La Commission est donc vraisemblablement consciente de ce que le FSR entraine une charge administrative très importante pour les entreprises, et que les seuils retenus, en particulier celui en termes de « contributions financières » perçues ne semblent pas nécessairement adaptés à l’objectif poursuivi. A cet égard :
- Concernant le contrôle des concentrations, il apparaît que (i) le nombre de notifications reçues par la Commission est bien plus élevé qu’anticipé et (ii) l’immense majorité des opérations revues à ce jour n’est pas problématique. En effet, la Commission a reçu depuis l’entrée en vigueur du FSR environ 200 notifications au titre d’opérations de concentrations, quand elle n’en anticipait qu’environ 30 par an lors de l’étude d’impact menée en 2021. Par ailleurs, sur l’ensemble des opérations revues, seulement deux ont fait l’objet d’un examen approfondi.

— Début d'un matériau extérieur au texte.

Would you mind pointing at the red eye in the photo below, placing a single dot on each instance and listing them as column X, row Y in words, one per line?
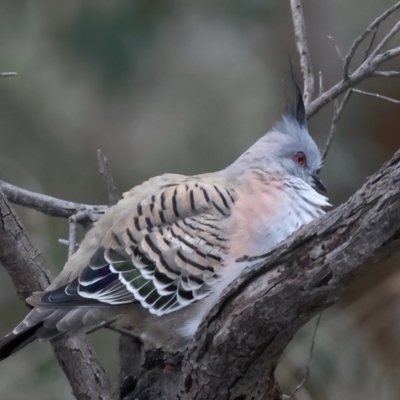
column 301, row 159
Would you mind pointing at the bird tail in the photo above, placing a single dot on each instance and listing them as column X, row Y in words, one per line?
column 13, row 342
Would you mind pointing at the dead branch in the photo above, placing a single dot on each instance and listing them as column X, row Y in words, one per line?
column 337, row 113
column 302, row 48
column 368, row 67
column 5, row 74
column 105, row 172
column 376, row 95
column 28, row 272
column 236, row 349
column 47, row 204
column 372, row 27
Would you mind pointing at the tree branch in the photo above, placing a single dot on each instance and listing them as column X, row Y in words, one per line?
column 236, row 349
column 49, row 205
column 302, row 48
column 27, row 270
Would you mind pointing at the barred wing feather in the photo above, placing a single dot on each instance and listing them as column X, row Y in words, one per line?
column 166, row 256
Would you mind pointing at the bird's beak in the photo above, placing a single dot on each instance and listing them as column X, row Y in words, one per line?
column 318, row 183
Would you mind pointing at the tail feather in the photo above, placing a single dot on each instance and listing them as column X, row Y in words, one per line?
column 14, row 342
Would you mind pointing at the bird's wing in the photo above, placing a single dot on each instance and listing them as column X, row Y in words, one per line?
column 165, row 254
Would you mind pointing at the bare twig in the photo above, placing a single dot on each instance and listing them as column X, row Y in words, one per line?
column 105, row 172
column 363, row 72
column 321, row 84
column 371, row 43
column 307, row 368
column 122, row 331
column 337, row 112
column 26, row 267
column 5, row 74
column 65, row 242
column 378, row 49
column 71, row 235
column 374, row 25
column 47, row 204
column 103, row 324
column 386, row 74
column 337, row 48
column 302, row 48
column 376, row 95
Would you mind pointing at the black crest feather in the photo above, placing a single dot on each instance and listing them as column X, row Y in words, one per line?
column 295, row 107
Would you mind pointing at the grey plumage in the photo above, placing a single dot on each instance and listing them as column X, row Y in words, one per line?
column 159, row 258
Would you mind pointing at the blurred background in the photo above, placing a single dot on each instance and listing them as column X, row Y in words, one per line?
column 186, row 86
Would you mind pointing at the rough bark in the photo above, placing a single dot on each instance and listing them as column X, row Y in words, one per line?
column 29, row 273
column 235, row 351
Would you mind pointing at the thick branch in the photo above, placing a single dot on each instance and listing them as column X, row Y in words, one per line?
column 236, row 349
column 28, row 273
column 47, row 204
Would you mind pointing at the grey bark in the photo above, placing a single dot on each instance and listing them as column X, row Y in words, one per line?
column 235, row 351
column 28, row 272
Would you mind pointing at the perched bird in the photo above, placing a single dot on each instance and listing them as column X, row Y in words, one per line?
column 159, row 258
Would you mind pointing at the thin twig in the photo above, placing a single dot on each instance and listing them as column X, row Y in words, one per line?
column 378, row 49
column 27, row 269
column 376, row 95
column 321, row 84
column 363, row 72
column 5, row 74
column 307, row 369
column 105, row 172
column 349, row 56
column 47, row 204
column 103, row 324
column 71, row 236
column 337, row 112
column 302, row 48
column 337, row 48
column 386, row 74
column 65, row 242
column 371, row 43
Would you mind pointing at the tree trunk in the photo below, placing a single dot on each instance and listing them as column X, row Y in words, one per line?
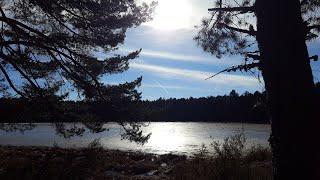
column 290, row 88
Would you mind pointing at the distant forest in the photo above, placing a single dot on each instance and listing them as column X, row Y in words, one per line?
column 247, row 107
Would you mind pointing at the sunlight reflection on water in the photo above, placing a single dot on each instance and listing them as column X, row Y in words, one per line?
column 176, row 137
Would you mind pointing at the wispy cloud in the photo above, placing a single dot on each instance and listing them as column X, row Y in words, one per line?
column 181, row 57
column 176, row 73
column 169, row 87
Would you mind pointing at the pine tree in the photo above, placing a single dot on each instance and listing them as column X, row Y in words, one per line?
column 50, row 46
column 271, row 35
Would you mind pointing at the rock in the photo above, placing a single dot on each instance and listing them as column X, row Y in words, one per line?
column 79, row 158
column 113, row 174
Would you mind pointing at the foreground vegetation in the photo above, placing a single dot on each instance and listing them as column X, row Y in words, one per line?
column 229, row 161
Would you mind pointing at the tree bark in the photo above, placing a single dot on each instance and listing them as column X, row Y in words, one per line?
column 290, row 88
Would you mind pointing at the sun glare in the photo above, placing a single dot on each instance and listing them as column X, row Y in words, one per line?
column 172, row 15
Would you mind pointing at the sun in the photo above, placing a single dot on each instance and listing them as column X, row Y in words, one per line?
column 172, row 15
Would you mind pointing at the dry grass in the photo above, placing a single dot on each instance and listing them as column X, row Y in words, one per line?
column 231, row 161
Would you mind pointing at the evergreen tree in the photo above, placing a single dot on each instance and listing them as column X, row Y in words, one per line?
column 271, row 35
column 47, row 46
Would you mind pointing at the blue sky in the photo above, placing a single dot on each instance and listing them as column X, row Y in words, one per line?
column 171, row 63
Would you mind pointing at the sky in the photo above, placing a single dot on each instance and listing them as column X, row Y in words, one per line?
column 171, row 63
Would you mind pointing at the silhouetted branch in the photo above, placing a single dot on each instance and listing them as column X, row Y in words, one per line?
column 241, row 67
column 10, row 82
column 250, row 32
column 233, row 9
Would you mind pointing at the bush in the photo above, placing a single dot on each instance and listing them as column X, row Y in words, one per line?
column 230, row 161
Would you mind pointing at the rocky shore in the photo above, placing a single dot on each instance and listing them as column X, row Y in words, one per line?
column 88, row 163
column 95, row 163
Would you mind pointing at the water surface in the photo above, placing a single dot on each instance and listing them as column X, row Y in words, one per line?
column 174, row 137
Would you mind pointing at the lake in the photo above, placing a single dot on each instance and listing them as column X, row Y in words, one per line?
column 167, row 137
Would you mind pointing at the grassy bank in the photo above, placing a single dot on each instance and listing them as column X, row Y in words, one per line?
column 230, row 161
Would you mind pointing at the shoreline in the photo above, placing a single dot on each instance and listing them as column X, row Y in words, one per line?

- Concernant les marchés publics, le nombre de notifications est également beaucoup plus élevé qu’anticipé. La Commission a ainsi reçu plus de 2 500 déclarations / notifications, dont trois seulement ont fait l’objet d’une enquête approfondie.
Les parties prenantes peuvent soumettre leurs observations, jusqu’au 18 novembre 2025 et la Commission devra présenter un rapport au Parlement européen et au Conseil en juillet 2026, accompagné, le cas échéant de propositions législatives appropriées.
On peut donc espérer à court terme une révision permettant un allègement des contraintes, tout en permettant à la Commission d’exercer son contrôle lorsque se présente un véritable enjeu concurrentiel.